The server tax is what I call the mark-up applied to servers, enterprise storage, and high scale networking gear. Client equipment is sold in much higher volumes with more competition and, as a consequence, is priced far more competitively. Server gear, even when using many of the same components as client systems, comes at a significantly higher price. Volumes are lower, competition is less, and there are often many lock-in features that help maintain the server tax. For example, server memory subsystems support Error Correcting Code (ECC) whereas most client systems do not. Ironically both are subject to many of the same memory faults and the cost of data corruption in a client before the data is sent to a server isn’t obviously less than the cost of that same data element being corrupted on the server. Nonetheless, server components typically have ECC while commodity client systems usually do not.
Back in 1987 Garth Gibson, Dave Patterson, and Randy Katz invented Redundant Array of Inexpensive Disks (RAID). Their key observation was that commodity disks in aggregate could be more reliable than very large, enterprise class proprietary disks. Essentially they showed that you didn’t have to pay the server tax to achieve very reliable storage. Over the years, the “inexpensive” component of RAID was rewritten by creative marketing teams as “independent” and high scale RAID arrays are back to being incredibly expensive. Large Storage Area Networks (SANs) are essentially RAID arrays of “enterprise” class disk, lots of CPU and huge amounts of cache memory with a fiber channel attach. The enterprise tax is back with a vengeance and an EMC NS-960 prices in at $2,800 a terabyte.
BackBlaze, a client compute backup company, just took another very innovative swipe at destroying the server tax on storage. Their work shows how to bring the “inexpensive” back to RAID storage arrays and delivers storage at $81/TB. Many services are building secret, storage subsystems that deliver super reliable storage at very low cost. What makes the BackBlaze work unique is they have published the details on how they built the equipment. It’s really very nice engineering.
In Petabytes on a budget: How to Build Cheap Cloud Storage they outline the details of the storage pod:
· 1 storage pod per 4U of standard rack space
· 1 $365 mother board and 4GB of ram per storage pod
· 2 non-redundant Power Supplies
· 4 SATA cards
· Case with 6 fans
· Boot drive
· 9 backplane multipliers
· 45 1.5 TB commodity hard drives at $120 each.
Each storage pod runs Apache TomCat 5.5 on Debian Linux and implements 3 RAID6 volumes of 15 drives each.
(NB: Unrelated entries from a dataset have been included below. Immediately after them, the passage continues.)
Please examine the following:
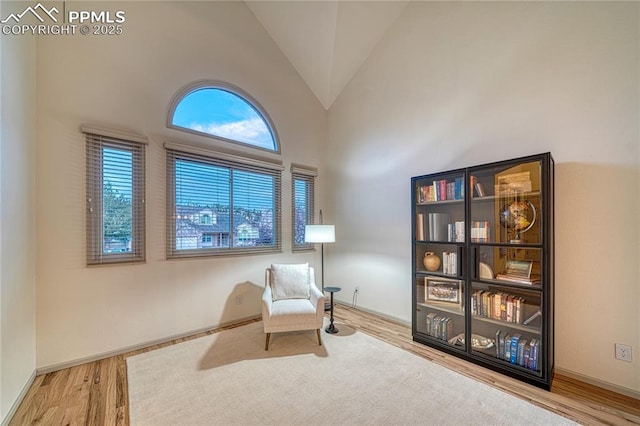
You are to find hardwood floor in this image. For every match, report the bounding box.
[9,304,640,426]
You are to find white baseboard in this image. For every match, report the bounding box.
[335,301,640,400]
[333,300,411,328]
[1,370,37,426]
[555,367,640,400]
[36,315,261,376]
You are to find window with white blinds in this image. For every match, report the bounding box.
[291,164,318,252]
[165,144,282,258]
[83,128,145,265]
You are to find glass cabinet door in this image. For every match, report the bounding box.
[413,172,466,351]
[469,157,544,375]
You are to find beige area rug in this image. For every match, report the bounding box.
[127,322,574,426]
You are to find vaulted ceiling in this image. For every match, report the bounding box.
[245,0,408,109]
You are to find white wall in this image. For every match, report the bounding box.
[326,2,640,395]
[0,0,36,422]
[37,1,327,368]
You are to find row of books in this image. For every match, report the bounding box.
[417,177,464,203]
[427,312,453,340]
[442,251,458,275]
[447,221,464,243]
[471,290,528,324]
[470,221,491,243]
[496,330,540,371]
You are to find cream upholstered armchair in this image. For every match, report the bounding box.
[262,263,324,351]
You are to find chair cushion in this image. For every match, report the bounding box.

They provide a hardware full bill of materials in Appendix A of Petabytes on a budget: How to Build Cheap Cloud Storage.
Predictably some have criticized the design as inappropriate for many workloads and they are right. The I/O bandwidth is low so this storage pod would be a poor choice for data intensive applications like OLTP databases. But, it’s amazingly good for cold storage like the BackBlaze backup application. Some folks have pointed out that the power supplies are very inefficient at around 80% peak efficiency and the configuration chosen will have them far below peak efficiency. True again but it wouldn’t be hard to replace these two PSUs with a single, 90+% efficiency, commodity unit. Many are concerned with cooling and vibration. I doubt cooling is an issue and, in the blog posting, they addressed the vibration issue and talked briefly about how they isolated the drives. The technique they chose might not be adequate for high IOPS arrays but it seems to be working for their workload. Some are concerned by the lack of serviceability in that the drives are not hot swappable and the entire 67TB storage pod has to be brought offline to do drive replacements. Again, this concern is legitimate but I’m actually not a big fan of hot swapping drives – I always recommend bringing down a storage server before service (I hate risk and complexity). And, I hate paying for hot swamp gear and there isn’t space for hot swap in very high density designs. Personally, I’m fine with a “shut-down to service” model but others will disagree.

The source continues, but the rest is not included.